Antes de nada, al señor que puso el post hablando de que su progenitora estaba en el hospital, desearle lo mejor de lo mejor. Y si pasa lo que nos pasará a todos en un momento u otro, que sea rápido e indoloro. Y que se recuperen usted y los suyos a más velocidad que el Halcón Milenario destruyendo los destructores imperiales.

Que la fuerza esté con usted, amigo.

Esto me recuerda a aquella frase del señor de la funeraria en Los siete magníficos, cuando le acusan de ser racista: “No señor, se equivoca usted, yo trato a todos por igual: como futuros clientes”.

Todos/as seremos futuros clientes así que más vale reírnos mientras podamos, amigos y amigas. Y si es posible mientras se está comiendo y con la boca llena, que es más ofensivo y notorio.

Sigo sin ir al cine, oigan. Entre que tengo a mi padre más jodido que una rubia tetuda en una película de terror estadounidense y la reciente adquisición de un cachorro (más todo lo de escribir, que también me lleva unas horas) no me da tiempo a nada. A veces puedo echarle un ojo a una serie.

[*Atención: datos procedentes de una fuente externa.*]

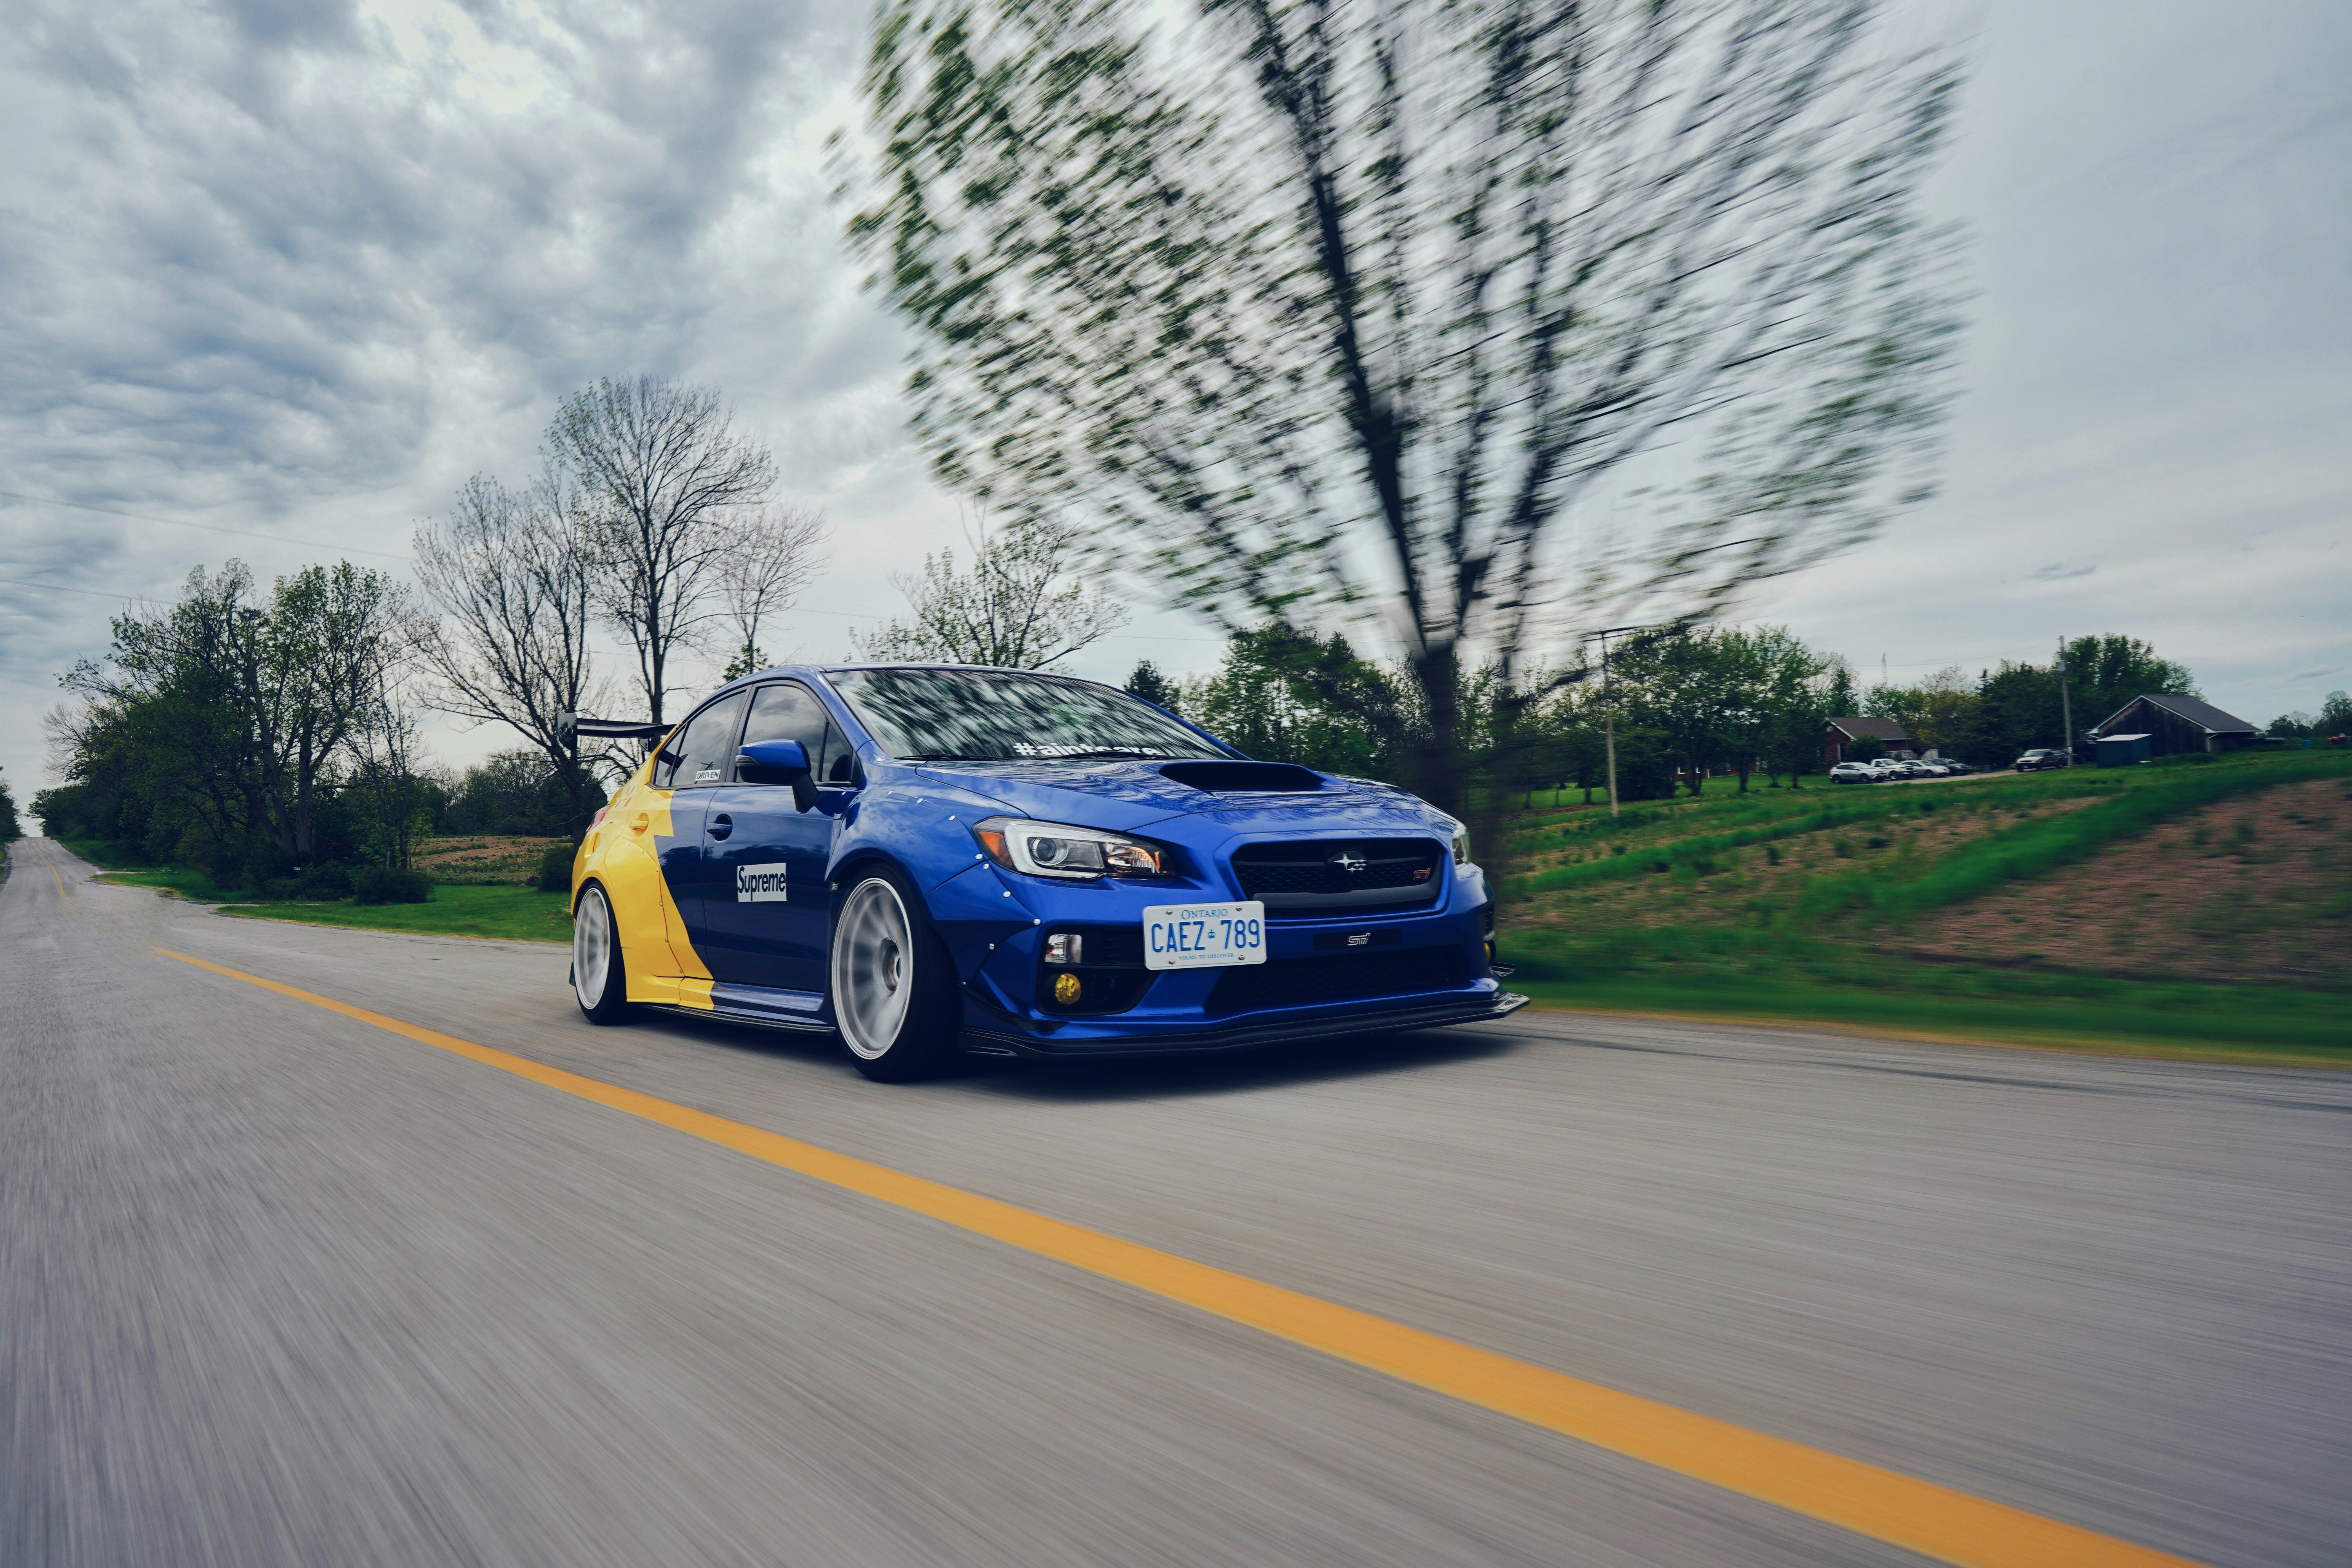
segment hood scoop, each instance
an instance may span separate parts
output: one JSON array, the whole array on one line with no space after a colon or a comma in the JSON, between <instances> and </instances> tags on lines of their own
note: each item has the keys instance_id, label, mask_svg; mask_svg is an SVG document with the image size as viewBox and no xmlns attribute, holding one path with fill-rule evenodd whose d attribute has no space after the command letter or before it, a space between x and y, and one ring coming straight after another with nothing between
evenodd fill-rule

Esto del perro además, me está haciendo conectar con mi parte más paternal. No tengo ni la más endemoniada idea de cómo criarlo. De momento, tiene tanto miedo que no quiere salir a la calle, así que ha procedido a decorarme la casa con sus micciones y deposiciones, se ha comido media pared y no me hace ni caso. Empiezo a pensar que me han vendido un gato que les salió raro.

Hoy me he levantado y al llegar al comedor (donde se refugia) me he acordado de Encuentros en la tercera fase. ¿Recuerdan ustedes la montaña del diablo? ¿Ese gigantesco flan de roca donde aparece la nave nodriza al final de la película? Pues en el comedor mi casa he visto eso, pero hecho de un material que no era roca. He pensado que si el perro es capaz de generar esa clase de residuos con tres meses, no quiero ni pensar lo que va a hacer cuando cumpla un año. Eso sí, con un poco de suerte para entonces ya le habré convencido de salir a la calle.

También he descubierto los grandes secretos de la economía canina, cuando ayer fui a comprar un saco de pienso (pequeño), un juguete y una botellita de jabón y un poco más y tengo que hipotecar la casa donde resido en régimen de alquiler (lo que creo resultaría problemático). Creo que me saldría más barato comprarme un anillo de diamantes en Tiffanys o simplemente darle al perro jamón ibérico, filetes de buey y champán francés.

Le he llamado Groucho, porque sospecho que con ese nombre tiene que salirme cachondo por cojones. Mi primer perro (o debería decir ‘el perro de mi madre’) también se llamaba Groucho y salió estupendo (aunque estaba completamente loco y podía comerse una vaca y luego correr 20 kilómetros). Espero no volverme pesado, como esos padres que insisten en enseñarte las fotos de sus retoños con una cadencia desmesurada. Sin embargo, mi analfabetismo tecnológico va a jugar a su favor, ya que hasta la simple idea de hacer una foto con el móvil me produce ataques de ansiedad.

Este fin de semana me voy a Cannes, a ver si me da un ataque de glamour o algo. Tengo que entrevistar a Martin Scorsese, ir a un fiestorro, y ver la versión restaurada de Rocco y sus hermanos.

También tengo que reencontrarme con un viejo amigo con el que hace muchísimo que no hablo. Uno de esos amigos que no concede segundas oportunidades y con el que llevamos demasiado tiempo esquivándonos.

Quizás acabamos en la Croissete abrazados y ebrios o quizás nos saludamos con un apretón de manos.

O quizás ni siquiera nos crucemos. Lo cual me recuerda la toxicidad de dejar que el tiempo pase con los que nos importan, porque cuando necesitas encontrar la excusa para haber dejado de llamar, llegas a la conclusión de que no tienes ninguna.

Abrazos,
T.G.

P.D.: en un par de días les hablo de esa obra maestra llamada Mad max. Sí, el remake. El puto Mad max.